This is because you have not specified an appropriate fun
argument to the merge_samples
function. By default it calculates the mean, which is possible for numerical, boolean and factor types, but not for strings.
Unfortunately, it seems that phyloseq has hardcoded coercion to numeric for all columns in the sample data within the merge_samples
function before applying the specified function, so I'm not sure if it is possible at all to deal with character type columns through merge_samples
.
As a solution, try the merge_ps_samples
function below, which should merge samples and then summarize any column according to its class. For numeric columns it calculates the mean within each group, for character types it pastes together the unique values within each group. You can of course choose any function you like, just alter the code to your desire.

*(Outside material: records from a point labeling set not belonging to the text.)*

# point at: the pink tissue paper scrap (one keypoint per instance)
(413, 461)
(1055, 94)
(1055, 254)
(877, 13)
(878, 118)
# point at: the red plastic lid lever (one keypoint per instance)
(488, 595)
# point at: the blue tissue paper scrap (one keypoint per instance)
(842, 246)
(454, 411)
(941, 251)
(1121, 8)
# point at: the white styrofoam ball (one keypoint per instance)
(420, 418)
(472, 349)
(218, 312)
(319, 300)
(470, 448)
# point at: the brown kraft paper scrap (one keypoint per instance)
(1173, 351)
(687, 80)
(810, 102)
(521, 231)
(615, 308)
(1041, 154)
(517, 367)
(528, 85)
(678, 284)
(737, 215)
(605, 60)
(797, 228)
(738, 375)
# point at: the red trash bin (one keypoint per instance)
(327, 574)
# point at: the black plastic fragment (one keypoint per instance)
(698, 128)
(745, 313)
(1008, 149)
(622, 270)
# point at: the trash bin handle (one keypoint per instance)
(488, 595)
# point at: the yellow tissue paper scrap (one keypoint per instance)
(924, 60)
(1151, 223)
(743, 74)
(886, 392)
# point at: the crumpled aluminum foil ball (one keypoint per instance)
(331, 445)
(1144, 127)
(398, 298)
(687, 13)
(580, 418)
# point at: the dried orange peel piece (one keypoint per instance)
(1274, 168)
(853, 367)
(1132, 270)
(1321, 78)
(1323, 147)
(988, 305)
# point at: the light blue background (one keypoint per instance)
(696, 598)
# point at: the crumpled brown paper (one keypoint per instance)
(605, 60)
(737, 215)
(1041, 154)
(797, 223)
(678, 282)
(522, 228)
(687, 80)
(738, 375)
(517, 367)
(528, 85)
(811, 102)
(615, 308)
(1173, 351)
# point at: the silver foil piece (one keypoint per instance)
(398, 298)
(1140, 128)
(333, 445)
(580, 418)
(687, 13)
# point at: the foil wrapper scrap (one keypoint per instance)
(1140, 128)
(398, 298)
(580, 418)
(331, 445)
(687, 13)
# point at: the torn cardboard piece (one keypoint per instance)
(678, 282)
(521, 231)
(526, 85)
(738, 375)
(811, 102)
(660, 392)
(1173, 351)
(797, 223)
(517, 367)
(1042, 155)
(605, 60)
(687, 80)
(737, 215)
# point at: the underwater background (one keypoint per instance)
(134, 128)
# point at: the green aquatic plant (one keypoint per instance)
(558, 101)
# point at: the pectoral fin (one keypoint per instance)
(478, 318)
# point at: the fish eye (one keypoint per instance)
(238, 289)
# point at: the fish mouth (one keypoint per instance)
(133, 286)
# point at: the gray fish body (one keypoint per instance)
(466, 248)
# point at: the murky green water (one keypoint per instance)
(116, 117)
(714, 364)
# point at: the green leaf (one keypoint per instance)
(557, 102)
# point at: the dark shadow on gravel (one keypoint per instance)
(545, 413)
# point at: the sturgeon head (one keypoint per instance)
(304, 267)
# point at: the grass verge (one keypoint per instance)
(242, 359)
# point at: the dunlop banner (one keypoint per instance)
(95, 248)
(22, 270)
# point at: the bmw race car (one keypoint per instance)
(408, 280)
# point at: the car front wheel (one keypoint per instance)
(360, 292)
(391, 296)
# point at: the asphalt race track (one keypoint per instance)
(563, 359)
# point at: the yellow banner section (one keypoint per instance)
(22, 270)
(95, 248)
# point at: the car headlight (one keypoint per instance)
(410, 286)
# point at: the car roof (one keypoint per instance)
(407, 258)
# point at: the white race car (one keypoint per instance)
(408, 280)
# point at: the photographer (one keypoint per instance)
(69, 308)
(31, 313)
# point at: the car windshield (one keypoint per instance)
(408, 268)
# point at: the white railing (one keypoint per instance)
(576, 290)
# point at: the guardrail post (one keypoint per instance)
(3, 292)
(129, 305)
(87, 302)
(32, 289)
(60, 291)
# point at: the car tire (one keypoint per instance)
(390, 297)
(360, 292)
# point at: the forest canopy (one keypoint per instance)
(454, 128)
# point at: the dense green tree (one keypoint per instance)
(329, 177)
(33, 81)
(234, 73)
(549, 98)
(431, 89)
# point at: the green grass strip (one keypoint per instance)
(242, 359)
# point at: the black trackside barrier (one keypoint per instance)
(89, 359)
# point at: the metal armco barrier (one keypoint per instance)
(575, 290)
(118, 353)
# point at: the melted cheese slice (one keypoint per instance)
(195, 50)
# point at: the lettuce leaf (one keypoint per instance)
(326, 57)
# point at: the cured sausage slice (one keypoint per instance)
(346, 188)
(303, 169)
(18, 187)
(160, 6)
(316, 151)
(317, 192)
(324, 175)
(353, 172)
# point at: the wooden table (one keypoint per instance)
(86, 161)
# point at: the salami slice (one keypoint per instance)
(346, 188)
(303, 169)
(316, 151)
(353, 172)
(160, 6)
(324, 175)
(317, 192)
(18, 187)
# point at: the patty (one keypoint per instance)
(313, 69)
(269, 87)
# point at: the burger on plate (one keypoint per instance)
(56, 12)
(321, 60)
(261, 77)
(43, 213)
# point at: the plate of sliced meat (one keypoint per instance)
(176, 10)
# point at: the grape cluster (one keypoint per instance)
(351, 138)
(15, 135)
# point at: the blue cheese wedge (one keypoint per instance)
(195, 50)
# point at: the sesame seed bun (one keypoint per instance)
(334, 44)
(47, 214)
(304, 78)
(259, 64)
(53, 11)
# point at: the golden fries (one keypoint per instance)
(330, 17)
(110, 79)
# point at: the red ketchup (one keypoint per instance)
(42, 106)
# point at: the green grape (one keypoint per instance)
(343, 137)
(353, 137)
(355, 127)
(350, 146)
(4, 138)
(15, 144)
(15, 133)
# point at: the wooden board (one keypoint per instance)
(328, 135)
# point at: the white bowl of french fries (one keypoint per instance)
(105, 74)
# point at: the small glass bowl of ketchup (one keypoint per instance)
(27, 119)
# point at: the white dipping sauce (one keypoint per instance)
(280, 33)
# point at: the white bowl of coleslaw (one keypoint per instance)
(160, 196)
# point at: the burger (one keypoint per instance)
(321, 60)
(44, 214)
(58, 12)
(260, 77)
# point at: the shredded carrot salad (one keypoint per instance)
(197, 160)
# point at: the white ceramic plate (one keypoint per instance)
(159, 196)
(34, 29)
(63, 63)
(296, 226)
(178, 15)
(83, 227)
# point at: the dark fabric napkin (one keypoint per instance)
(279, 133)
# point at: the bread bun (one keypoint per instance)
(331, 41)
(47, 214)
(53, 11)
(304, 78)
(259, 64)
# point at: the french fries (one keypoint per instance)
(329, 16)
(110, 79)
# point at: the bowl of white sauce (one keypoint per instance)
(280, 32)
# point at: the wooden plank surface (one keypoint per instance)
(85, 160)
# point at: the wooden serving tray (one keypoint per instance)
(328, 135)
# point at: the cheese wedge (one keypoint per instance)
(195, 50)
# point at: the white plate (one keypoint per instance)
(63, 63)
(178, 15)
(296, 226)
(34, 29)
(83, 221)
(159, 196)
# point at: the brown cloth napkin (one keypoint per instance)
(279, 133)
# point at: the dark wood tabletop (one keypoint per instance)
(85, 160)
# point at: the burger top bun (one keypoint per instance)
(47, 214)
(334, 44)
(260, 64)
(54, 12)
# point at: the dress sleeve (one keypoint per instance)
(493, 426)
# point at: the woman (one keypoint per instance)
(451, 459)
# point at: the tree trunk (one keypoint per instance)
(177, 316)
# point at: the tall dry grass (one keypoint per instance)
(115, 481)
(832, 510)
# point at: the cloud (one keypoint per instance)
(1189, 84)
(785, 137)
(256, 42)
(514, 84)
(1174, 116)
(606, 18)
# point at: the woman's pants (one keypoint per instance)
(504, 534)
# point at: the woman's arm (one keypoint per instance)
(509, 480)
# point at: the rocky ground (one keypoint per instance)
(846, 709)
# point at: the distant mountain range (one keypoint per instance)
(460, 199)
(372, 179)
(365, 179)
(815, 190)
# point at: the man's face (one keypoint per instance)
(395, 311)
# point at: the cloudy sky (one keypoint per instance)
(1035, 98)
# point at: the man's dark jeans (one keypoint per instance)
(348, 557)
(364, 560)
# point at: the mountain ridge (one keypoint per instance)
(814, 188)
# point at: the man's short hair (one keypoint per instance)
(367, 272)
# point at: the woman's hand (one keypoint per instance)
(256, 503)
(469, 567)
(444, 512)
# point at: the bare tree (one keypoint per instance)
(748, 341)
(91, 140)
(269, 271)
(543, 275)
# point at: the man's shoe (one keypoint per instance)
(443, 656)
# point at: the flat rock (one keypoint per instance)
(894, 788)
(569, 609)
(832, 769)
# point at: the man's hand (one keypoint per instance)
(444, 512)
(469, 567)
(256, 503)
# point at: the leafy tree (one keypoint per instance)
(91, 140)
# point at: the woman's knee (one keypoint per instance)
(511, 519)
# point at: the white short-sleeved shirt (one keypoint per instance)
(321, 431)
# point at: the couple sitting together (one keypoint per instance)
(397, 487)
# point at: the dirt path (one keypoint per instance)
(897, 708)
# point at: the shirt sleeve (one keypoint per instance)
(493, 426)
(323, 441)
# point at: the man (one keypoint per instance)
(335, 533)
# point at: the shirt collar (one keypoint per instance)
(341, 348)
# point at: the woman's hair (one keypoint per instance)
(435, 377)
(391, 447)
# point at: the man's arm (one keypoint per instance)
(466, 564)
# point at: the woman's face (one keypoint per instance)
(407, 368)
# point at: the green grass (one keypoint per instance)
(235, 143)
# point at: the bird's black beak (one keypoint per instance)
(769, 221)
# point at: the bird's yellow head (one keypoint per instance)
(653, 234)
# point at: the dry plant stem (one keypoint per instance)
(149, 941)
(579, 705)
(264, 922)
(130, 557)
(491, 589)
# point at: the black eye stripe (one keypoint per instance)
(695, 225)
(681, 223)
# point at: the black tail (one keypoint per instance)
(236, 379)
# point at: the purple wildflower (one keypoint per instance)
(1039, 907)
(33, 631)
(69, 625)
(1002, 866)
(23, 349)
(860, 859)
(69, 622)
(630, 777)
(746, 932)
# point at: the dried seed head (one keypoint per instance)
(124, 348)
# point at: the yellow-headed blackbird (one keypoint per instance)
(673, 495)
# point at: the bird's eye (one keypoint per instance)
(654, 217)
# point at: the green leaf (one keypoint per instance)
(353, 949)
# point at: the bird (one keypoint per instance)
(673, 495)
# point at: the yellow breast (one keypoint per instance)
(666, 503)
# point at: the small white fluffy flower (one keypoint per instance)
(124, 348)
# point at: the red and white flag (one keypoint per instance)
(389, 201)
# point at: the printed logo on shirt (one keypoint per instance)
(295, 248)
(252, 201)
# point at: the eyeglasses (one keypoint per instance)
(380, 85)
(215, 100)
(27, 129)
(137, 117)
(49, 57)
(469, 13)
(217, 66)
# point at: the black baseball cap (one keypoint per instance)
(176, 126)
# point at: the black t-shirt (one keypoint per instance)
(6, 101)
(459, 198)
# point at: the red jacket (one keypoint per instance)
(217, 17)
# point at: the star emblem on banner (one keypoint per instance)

Hope this helps! Good luck.
EDIT: note that this function calculates mean abundances, rather than summed abundances as implemented in the phyloseq::merge_samples
function.
require(phyloseq)
require(tidyverse)
# Concatenate unique values in a vector
concat_unique <- function(vec){
uniq <- unique(as.character(vec))
return(paste(uniq, collapse = "/"))
}
# Like psmelt, but only uses the otu_table and sample_data
ps_semi_melt <- function(ps){
otu_table(ps) %>%
data.frame(taxid = row.names(.)) %>%
rename_with(function(x){gsub("X", "", x)}) %>%
pivot_longer(!taxid, names_to = "sample_id", values_to = "abundance") %>%
left_join(sample_data(ps) %>%
data.frame(sample_id = row.names(.)),
by = "sample_id")
}
# Function that summarizes a vector based on its class
summarise_vec <- function(vec){
if(class(vec) %in% c("numeric", "integer", "logical")){
return(mean(vec, na.rm = T))
} else if (class(vec) %in% c("factor", "character")){
return(concat_unique(vec))
} else {
stop("Error: unknown column type")
}
}
# Converts a summary df to an otu_table
summ_to_otu_tbl <- function(summ){
summ %>%
select(taxid, sample_id, abundance) %>%
pivot_wider(names_from = "sample_id", values_from = "abundance") %>%
column_to_rownames('taxid') %>%
as.matrix() %>%
otu_table(, taxa_are_rows = TRUE)
}
# Converts a summary df to sample_data
summ_to_sample_dat <- function(summ){
summ %>%
select(!c(taxid, abundance)) %>%
unique() %>%
column_to_rownames('sample_id') %>%
sample_data()
}
# Function that merges phyloseq samples based on the names of one or more grouping factors
# present in sample_data(ps)
merge_ps_samples <- function(ps, grouping){
# Make sure taxa are rows
if (!phyloseq::taxa_are_rows(ps)) {
otu_table(ps) <- phyloseq::otu_table(t(otu_table(ps)), taxa_are_rows = T)
}
# Convert to long format
ps_long <- ps_semi_melt(ps)
# Summarise all columns
summ <- ps_long %>%
group_by(across(all_of(!!grouping))) %>%
group_by(taxid, .add = T) %>%
summarise(across(everything(), summarise_vec)) %>%
ungroup()
# Convert to otu_table and sample_data
otu_tbl <- summ_to_otu_tbl(summ)
sample_dat <- summ_to_sample_dat(summ)
# Create new physeq object
new_ps <- phyloseq(otu_tbl, sample_dat, tax_table(ps))
return(new_ps)
}
data("GlobalPatterns")
ps <- GlobalPatterns
merged_ps <- merge_ps_samples(ps, grouping = "SampleType")